As the record establishes, the Fiscal Court did not respond upon receipt of Ms. Houk's complaint which, in all particulars, complied with KRS 61.846(1). The Fiscal Court has not denied receiving the complaint nor has the Fiscal Court offered any explanation for its failure to respond within three business days, which constitutes a violation of KRS 61.846(1). As the Kentucky Court of Appeals noted in reference to procedural requirements of the Open Records Act, "[t]he language of the statute directing agency action is exact."
Edmondson v. Alig, 926 S.W.2d 856, 858 (Ky. App. 1996); 04-OMD-029, p. 4. This holding applies with equal force to parallel requirements of the Open Meetings Act. Because the Fiscal Court failed to provide any response to Ms. Houk's complaint, in violation of KRS 61.846(1), only chose to address one of the allegations in responding to her appeal from this inaction, and failed to provide any proof, this office must conclude that it violated the Open Meetings Act insofar as it did not comply with all of the notice requirements codified at KRS 61.823(3) and (4) prior to any of the special meetings held between January 1, 2008, to May 28, 2010.
A party aggrieved by this decision may appeal it by initiating action in the appropriate circuit court pursuant to KRS 61.846(4)(a). The Attorney General should be notified of any action in circuit court, but should not be named as a party in that action or in any subsequent proceedings.
Norma HoukBuzz CarloftisWilliam D. Reynolds
Footnotes
Footnotes
1 In relevant part, KRS 61.835 provides that minutes of public agencies must be "open for inspection at reasonable times no later than immediately following the next meeting of the body." Although a public agency may waive the available exception and release unapproved minutes, it is not required to do so. The Attorney General has long recognized that "unapproved minutes of [public] meetings may properly be withheld as preliminary records." See, e.g., 96-ORD-21. Such minutes are in the nature of a preliminary draft and thus are not subject to public inspection pursuant to KRS 61.878(1)(i) until approved at the next meeting of the body. 09-ORD-206, p. 4.

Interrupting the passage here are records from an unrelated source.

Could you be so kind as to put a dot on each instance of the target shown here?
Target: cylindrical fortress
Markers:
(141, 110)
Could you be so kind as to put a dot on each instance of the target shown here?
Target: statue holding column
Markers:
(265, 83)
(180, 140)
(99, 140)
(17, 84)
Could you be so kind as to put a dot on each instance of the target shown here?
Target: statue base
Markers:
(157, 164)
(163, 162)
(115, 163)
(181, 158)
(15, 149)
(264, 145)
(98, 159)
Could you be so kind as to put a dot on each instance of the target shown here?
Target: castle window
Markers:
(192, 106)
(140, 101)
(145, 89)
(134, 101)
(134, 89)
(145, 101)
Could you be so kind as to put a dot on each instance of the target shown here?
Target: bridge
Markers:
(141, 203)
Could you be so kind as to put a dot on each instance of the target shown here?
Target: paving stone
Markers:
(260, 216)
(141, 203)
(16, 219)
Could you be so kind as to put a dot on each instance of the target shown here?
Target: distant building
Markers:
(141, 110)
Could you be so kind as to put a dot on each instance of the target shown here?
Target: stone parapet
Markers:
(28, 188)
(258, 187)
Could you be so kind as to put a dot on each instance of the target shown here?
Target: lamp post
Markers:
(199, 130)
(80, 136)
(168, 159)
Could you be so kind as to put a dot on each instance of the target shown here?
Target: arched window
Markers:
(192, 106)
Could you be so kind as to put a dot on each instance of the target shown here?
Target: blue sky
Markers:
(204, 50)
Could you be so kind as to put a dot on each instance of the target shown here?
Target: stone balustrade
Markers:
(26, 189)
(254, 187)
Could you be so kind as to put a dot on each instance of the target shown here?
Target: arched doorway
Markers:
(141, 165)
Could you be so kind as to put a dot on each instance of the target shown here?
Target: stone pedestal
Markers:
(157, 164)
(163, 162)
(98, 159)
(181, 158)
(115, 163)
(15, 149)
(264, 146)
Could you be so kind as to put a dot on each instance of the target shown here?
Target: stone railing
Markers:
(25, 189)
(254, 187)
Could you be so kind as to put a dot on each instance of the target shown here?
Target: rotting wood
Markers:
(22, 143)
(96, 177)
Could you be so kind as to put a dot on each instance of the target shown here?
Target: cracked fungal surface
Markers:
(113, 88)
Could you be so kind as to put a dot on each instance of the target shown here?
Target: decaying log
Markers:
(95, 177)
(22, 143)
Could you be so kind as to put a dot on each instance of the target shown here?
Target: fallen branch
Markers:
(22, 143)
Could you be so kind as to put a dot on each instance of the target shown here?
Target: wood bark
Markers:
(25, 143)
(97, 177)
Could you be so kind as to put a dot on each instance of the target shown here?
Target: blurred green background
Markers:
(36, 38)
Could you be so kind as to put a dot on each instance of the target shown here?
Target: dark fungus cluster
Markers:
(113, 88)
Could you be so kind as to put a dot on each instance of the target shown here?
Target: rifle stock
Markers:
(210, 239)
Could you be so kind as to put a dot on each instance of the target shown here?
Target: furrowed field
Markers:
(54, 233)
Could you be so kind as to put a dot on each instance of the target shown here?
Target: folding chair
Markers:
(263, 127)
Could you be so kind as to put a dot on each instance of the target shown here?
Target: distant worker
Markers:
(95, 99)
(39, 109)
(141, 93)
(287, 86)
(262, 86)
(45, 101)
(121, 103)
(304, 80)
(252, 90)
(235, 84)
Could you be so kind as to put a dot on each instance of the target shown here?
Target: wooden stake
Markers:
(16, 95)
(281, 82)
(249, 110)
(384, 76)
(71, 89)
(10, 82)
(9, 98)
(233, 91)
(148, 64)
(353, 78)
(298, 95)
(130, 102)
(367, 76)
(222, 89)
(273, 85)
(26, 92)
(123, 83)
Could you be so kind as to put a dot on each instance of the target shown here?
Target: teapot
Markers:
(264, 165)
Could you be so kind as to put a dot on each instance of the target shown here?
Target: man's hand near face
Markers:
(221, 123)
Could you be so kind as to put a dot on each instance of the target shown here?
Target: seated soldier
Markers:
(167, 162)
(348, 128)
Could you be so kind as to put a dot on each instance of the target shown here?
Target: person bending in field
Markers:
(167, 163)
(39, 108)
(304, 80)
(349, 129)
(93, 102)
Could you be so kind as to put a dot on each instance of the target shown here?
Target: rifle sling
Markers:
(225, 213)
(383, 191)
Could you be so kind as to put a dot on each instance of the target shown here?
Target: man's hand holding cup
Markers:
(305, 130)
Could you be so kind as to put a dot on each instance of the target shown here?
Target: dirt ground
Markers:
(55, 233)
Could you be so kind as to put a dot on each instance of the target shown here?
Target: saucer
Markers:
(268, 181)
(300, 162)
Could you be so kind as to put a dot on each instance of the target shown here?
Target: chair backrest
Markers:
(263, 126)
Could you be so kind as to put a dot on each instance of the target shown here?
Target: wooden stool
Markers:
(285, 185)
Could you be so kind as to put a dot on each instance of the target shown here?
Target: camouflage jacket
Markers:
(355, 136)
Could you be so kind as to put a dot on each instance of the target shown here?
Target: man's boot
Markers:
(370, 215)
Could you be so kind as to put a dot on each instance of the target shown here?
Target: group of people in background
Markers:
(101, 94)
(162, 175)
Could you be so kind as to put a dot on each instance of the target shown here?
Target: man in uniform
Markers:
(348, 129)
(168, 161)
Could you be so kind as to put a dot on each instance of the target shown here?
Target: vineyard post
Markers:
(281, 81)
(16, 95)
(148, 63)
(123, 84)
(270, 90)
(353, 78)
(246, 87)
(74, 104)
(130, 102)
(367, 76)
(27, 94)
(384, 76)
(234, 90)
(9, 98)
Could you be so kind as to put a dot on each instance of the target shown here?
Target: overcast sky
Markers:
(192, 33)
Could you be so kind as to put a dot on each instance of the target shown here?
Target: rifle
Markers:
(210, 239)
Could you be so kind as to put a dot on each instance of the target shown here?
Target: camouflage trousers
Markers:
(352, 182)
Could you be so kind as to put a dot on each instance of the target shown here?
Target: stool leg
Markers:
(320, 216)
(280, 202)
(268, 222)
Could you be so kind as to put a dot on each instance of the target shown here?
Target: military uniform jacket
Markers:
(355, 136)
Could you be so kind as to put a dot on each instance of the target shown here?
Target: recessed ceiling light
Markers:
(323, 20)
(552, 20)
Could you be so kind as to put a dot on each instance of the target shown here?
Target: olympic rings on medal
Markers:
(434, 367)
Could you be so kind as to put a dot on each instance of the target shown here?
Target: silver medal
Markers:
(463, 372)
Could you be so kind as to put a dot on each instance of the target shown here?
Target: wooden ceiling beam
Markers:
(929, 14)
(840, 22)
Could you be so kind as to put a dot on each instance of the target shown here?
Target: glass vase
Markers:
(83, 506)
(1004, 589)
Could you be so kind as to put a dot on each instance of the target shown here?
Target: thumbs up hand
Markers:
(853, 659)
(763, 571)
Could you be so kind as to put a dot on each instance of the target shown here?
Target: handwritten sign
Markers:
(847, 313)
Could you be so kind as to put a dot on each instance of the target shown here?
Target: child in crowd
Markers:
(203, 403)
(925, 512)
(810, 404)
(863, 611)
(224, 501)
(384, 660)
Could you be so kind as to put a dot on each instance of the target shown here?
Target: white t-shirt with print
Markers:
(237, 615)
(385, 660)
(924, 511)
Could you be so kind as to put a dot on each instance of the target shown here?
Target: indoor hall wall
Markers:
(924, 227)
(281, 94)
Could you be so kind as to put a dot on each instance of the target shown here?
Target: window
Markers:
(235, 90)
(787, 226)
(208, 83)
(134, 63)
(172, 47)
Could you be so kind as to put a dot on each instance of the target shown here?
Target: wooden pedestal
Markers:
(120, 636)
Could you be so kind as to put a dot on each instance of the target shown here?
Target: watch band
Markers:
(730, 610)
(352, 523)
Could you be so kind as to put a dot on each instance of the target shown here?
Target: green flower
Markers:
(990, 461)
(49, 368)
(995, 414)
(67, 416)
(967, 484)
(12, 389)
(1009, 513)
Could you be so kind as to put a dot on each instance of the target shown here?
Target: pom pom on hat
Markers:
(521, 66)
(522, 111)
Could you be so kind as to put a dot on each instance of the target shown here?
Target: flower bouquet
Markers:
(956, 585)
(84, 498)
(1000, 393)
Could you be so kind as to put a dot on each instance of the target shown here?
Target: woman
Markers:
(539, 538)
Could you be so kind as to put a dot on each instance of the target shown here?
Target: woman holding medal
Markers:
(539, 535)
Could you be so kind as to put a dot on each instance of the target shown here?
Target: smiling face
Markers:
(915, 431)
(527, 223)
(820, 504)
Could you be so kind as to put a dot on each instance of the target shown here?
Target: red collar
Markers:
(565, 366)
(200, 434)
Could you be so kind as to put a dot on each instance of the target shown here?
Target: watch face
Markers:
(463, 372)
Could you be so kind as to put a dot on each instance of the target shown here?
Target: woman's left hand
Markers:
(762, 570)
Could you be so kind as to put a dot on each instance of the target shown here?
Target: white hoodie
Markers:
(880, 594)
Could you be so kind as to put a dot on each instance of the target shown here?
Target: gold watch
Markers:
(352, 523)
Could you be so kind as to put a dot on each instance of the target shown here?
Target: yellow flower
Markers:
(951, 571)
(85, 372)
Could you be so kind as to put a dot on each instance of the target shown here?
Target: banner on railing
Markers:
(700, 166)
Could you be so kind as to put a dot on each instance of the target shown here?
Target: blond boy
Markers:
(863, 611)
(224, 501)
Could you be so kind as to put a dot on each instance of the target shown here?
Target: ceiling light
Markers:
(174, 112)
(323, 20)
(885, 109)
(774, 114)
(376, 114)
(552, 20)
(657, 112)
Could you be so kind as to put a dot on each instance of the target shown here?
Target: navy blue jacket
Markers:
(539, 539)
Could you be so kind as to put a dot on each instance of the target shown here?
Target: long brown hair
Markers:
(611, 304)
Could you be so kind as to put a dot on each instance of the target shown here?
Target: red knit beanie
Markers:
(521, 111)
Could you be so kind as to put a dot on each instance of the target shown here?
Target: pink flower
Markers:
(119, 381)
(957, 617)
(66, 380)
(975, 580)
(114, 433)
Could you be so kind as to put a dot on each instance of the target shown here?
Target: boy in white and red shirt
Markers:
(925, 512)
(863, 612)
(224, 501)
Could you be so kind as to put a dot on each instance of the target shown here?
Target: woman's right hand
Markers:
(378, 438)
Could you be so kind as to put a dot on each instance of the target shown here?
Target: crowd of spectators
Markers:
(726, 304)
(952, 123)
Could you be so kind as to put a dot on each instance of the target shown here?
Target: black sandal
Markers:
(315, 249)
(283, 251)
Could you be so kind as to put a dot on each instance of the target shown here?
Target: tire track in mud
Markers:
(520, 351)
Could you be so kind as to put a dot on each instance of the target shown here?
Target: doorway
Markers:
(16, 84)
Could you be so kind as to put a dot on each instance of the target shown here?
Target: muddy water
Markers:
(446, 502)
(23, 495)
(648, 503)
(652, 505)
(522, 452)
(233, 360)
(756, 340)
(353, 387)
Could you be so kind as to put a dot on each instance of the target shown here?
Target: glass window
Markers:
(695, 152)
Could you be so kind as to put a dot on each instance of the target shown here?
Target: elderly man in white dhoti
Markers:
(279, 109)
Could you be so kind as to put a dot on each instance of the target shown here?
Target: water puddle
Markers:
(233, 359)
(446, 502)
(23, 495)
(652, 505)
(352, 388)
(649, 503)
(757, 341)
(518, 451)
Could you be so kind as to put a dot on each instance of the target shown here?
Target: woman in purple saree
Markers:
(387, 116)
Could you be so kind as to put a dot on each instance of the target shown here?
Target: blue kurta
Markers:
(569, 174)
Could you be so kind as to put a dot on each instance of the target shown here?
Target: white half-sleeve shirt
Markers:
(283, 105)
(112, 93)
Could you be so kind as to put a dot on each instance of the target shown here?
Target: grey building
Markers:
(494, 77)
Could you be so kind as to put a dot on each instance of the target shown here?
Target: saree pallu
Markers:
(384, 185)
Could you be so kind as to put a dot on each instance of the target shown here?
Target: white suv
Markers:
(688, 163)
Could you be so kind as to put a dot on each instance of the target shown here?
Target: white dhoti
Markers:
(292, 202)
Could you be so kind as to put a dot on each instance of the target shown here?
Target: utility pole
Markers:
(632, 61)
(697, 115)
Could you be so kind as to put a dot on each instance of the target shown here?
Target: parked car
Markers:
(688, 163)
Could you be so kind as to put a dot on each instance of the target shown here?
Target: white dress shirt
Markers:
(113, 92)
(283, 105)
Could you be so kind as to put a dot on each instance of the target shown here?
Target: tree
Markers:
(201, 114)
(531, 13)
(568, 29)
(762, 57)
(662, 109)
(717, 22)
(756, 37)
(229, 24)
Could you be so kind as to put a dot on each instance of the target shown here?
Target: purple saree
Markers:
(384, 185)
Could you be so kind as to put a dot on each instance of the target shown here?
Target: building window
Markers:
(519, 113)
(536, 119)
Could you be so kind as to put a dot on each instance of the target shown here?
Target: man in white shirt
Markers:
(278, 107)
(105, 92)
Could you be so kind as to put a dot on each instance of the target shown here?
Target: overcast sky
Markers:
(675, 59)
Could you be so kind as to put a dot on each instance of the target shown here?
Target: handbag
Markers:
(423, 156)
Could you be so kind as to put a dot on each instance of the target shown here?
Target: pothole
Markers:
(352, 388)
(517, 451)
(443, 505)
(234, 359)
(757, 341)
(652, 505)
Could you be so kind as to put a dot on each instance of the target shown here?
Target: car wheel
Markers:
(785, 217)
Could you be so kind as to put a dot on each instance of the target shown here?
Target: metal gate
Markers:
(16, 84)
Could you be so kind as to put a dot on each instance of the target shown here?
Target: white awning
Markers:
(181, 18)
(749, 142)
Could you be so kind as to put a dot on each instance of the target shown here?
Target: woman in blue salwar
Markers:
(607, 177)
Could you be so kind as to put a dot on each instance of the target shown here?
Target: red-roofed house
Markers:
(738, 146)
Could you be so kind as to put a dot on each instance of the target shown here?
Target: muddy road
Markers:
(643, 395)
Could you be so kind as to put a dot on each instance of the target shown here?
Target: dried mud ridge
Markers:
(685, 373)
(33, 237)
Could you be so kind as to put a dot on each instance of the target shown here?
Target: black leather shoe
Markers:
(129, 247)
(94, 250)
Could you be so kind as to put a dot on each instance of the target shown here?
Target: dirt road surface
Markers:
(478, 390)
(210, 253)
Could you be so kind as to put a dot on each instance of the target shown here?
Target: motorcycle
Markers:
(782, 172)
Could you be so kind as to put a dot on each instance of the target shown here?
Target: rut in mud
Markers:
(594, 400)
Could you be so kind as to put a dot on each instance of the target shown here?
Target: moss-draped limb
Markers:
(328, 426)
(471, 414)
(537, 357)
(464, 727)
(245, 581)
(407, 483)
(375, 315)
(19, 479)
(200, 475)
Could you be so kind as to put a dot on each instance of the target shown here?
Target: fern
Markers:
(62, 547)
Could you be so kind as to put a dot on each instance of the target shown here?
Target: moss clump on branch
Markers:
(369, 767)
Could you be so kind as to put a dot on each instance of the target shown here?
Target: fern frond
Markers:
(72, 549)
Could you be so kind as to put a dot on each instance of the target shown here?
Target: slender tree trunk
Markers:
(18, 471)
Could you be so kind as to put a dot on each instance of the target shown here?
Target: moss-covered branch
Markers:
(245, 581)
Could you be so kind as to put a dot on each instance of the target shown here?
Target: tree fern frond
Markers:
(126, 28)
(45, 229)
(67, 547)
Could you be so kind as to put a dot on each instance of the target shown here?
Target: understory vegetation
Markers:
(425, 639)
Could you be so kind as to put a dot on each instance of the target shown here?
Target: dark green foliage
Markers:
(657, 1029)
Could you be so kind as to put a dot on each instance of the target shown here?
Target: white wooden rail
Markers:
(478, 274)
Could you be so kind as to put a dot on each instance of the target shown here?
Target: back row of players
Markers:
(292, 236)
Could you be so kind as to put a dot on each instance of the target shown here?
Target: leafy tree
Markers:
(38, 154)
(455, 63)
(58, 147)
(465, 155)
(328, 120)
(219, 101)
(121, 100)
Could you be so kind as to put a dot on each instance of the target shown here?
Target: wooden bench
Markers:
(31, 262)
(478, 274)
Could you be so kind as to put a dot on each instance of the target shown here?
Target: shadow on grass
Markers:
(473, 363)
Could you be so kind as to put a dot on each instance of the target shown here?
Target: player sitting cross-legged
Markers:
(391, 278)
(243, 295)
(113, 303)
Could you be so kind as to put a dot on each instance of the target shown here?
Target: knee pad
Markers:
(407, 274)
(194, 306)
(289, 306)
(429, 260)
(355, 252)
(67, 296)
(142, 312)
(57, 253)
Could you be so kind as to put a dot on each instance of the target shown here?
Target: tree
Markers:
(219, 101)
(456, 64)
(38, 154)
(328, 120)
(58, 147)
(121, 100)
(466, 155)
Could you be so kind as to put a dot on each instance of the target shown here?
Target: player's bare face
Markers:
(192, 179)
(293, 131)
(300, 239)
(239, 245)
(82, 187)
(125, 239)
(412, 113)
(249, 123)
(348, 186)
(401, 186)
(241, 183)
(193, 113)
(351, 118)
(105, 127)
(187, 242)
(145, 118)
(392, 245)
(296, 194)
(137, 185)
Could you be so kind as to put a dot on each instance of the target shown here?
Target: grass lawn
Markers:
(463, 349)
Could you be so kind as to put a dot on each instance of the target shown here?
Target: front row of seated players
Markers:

2 A review of the Local Agency Records Retention Schedule reveals that Record Series L4966 is "used to document the time and place of meetings and the agendas for those meetings. This series may include the time, date, [and] place of [a] meeting and the subjects to be covered." Record Series L4953 "is used to document that those members and other interested parties have been notified and sent what items would be addressed at a meeting of the legislative body" and "may include the date and time and the subjects to be addressed." The retention period for both of these series is one year; accordingly, the Fiscal Court presumably had such records, at least for meetings dating back to a year prior to Ms. Houk's July 15, 2010, complaint, even if the records predating July 15, 2009, were properly destroyed in the normal course of business, assuming they were created to begin with in compliance with provisions of the Open Meetings Act.